Homem de pôr
café
Até aquele
domingo só havia entrado numa igreja porque minha mãe, certa vez, cismou de eu,
ainda adolescente, apadrinhar a filha de uma freguesa dela. Obviamente que o
arranjo resultou numa relação de compadrio fracassada e depois, reciprocamente
esquecida.
Eis que no domingo,
dentro da programação do encontro, ocorreria a celebração da Eucaristia. Corri
e revelei aos coordenadores que não era católico praticante, não lembrava a
única vez que tinha participado de uma missa, sequer carregava o abono da
Primeira Comunhão. Reconheci que não era merecedor de celebrar com os outros
naquele domingo. Celebrei. Fiz a confissão com o Padre Lourenço, fui absolvido
e recebi conselhos do Bertolusso. Naquele dia aconteceu a minha Primeira
Comunhão.
A missa encerrava
três dias de reflexões contidos no encontro anual de jovens da Escola Salesiana
do Trabalho. O encontro avalizava os garotos a ingressarem no Movimento
Caminhada, grupo de ação pastoral mantido pela Escola. A reunião se realizava
na casa dos padres em Mosqueiro e na volta para Belém, uma recepção cheia de
emoção nos aguardava. Todo o cenário concorria para um arrebatamento, um êxtase
quase incontrolável, uma explosão de fé. O encontro que dava início à nossa caminhada
era como se fosse uma fonte de múltiplas energias, manancial de esperanças,
águas puras e santas das quais nos nutríamos de força e coragem para mudar o
mundo.
Mas foi a conta.
Quando voltei para Belém, pensei já ser santo.
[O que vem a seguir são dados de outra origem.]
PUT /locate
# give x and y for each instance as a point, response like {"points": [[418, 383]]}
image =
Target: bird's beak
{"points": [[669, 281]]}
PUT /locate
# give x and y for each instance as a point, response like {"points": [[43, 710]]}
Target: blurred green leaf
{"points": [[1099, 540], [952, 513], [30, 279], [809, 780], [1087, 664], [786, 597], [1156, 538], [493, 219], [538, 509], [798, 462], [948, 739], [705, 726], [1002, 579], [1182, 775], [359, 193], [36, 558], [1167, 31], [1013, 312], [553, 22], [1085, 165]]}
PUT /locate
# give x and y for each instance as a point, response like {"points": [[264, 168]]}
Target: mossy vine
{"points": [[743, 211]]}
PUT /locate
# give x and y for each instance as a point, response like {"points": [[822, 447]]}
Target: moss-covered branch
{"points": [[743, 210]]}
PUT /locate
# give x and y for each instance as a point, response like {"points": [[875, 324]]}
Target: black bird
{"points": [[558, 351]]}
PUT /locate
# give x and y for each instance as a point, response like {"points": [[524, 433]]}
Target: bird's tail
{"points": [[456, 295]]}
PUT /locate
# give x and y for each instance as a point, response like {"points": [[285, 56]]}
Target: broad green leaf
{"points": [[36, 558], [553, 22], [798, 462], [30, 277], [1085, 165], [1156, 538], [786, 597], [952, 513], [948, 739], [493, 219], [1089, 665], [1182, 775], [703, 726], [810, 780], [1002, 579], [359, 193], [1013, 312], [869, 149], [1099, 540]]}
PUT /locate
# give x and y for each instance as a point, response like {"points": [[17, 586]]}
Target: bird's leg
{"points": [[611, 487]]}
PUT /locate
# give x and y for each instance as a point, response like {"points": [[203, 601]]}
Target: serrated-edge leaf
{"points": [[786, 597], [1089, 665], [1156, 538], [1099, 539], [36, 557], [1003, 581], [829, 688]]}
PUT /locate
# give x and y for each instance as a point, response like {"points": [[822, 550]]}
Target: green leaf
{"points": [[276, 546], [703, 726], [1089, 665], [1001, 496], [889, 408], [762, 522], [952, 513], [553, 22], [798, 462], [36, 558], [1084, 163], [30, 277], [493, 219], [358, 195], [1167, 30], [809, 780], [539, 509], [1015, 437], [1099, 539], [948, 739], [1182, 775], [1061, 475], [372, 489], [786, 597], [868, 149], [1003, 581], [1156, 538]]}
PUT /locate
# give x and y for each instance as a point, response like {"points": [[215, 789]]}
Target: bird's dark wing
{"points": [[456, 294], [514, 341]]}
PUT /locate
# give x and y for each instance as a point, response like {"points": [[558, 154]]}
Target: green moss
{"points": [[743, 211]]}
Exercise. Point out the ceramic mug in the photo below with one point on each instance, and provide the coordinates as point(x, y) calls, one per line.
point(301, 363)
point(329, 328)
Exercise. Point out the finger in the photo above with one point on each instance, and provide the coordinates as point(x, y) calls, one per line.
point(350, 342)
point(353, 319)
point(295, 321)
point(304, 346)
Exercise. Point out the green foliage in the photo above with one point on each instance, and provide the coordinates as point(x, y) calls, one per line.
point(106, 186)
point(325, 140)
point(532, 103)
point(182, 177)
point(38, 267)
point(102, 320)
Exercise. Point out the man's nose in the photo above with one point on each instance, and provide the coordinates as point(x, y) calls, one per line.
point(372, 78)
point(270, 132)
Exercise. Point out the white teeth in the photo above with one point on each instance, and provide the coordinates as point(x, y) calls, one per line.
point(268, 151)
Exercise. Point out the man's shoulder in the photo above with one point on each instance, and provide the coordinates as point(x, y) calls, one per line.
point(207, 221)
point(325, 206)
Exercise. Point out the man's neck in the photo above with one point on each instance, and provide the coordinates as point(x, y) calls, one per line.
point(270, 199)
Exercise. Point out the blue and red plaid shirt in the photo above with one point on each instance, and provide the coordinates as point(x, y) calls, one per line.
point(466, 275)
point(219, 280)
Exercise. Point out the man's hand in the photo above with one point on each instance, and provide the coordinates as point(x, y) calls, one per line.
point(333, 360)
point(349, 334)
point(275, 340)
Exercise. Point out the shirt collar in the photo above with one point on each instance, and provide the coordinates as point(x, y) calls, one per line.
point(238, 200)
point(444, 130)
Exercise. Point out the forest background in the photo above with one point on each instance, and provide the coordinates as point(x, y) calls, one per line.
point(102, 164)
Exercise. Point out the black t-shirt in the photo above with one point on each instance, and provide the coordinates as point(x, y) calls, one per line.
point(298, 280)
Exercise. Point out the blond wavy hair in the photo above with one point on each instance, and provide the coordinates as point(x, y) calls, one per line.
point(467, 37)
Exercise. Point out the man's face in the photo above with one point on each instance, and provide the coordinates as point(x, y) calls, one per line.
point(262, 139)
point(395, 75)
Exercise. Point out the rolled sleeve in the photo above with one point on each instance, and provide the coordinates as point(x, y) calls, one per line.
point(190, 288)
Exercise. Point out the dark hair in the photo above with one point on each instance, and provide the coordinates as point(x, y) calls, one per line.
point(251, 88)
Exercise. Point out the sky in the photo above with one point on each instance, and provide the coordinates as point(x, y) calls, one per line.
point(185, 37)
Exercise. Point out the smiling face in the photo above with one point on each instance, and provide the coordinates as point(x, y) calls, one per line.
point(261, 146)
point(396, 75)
Na recepção, logo dei um carão
na minha família, porque viviam na perdição; nos dias seguintes, virei-me
contra os moleques da rua; me isolei dos colegas da Escola Técnica. Estava
purificado e não podia correr o risco de me perder de novo pelos escuros do
mundo. Alguém que me conhecesse, arriscaria dizer que eu tinha ficado bilé da
cuca. Era quase um fanático. Um fundamentalista cristão edificado em três dias
de retiro.
Não aconteceu o
mesmo com os outros meninos que fizeram o encontro comigo, porque eles já eram
maceteados, viviam a realidade de uma escola religiosa. Nada do que ouviram ou
fizeram no encontro, era novidade para eles. Para mim, sim. Não era aluno
salesiano, nem de longe íntimo da fé e dos ritos da igreja. Quando me vi
naquele fim de semana, minado de informações e doutrinas nunca experimentadas,
me impressionei.
Logo no início
do isolamento social, fui liberado de fazer o café aqui em casa. O coletivo não
aprovou minhas experiências. Passados quatro meses, fui autorizado a inventar de
novo. Todo dia faço de um jeito ou de uma composição diferente e depois
pergunto pra turma se acertei no sabor. Não sei deixar panela no fogo sem
assistência, até concluir o processo, fico em cima. Observo todos os fenômenos
que acontecem. O aquecimento da água, a subida das primeiras bolhas, a reação
de solubilização quando a gente acrescenta açúcar, a evolução da temperatura
quando a gente não coloca açúcar, a dissolução do pó sobre a água e da água
sobre o pó. Enquanto preparo o café, resgato um dos enunciados mais sublimes da
Física: o Princípio da Incerteza.
Até aquele
domingo nunca tinha entrado numa igreja de vontade própria. Não imaginava o
peso de uma conversão. Era um sereno rapazinho de pouca fé e de prudentes
incertezas, como, mais tranquilamente, hoje me sinto. Sei hoje que nada é
determinadamente absoluto, santo ou isento, como, durante minha caminhada, me
fizeram acreditar, os meninos maceteados que fizeram um encontro de três dias
comigo, na casa dos padres, em Mosqueiro.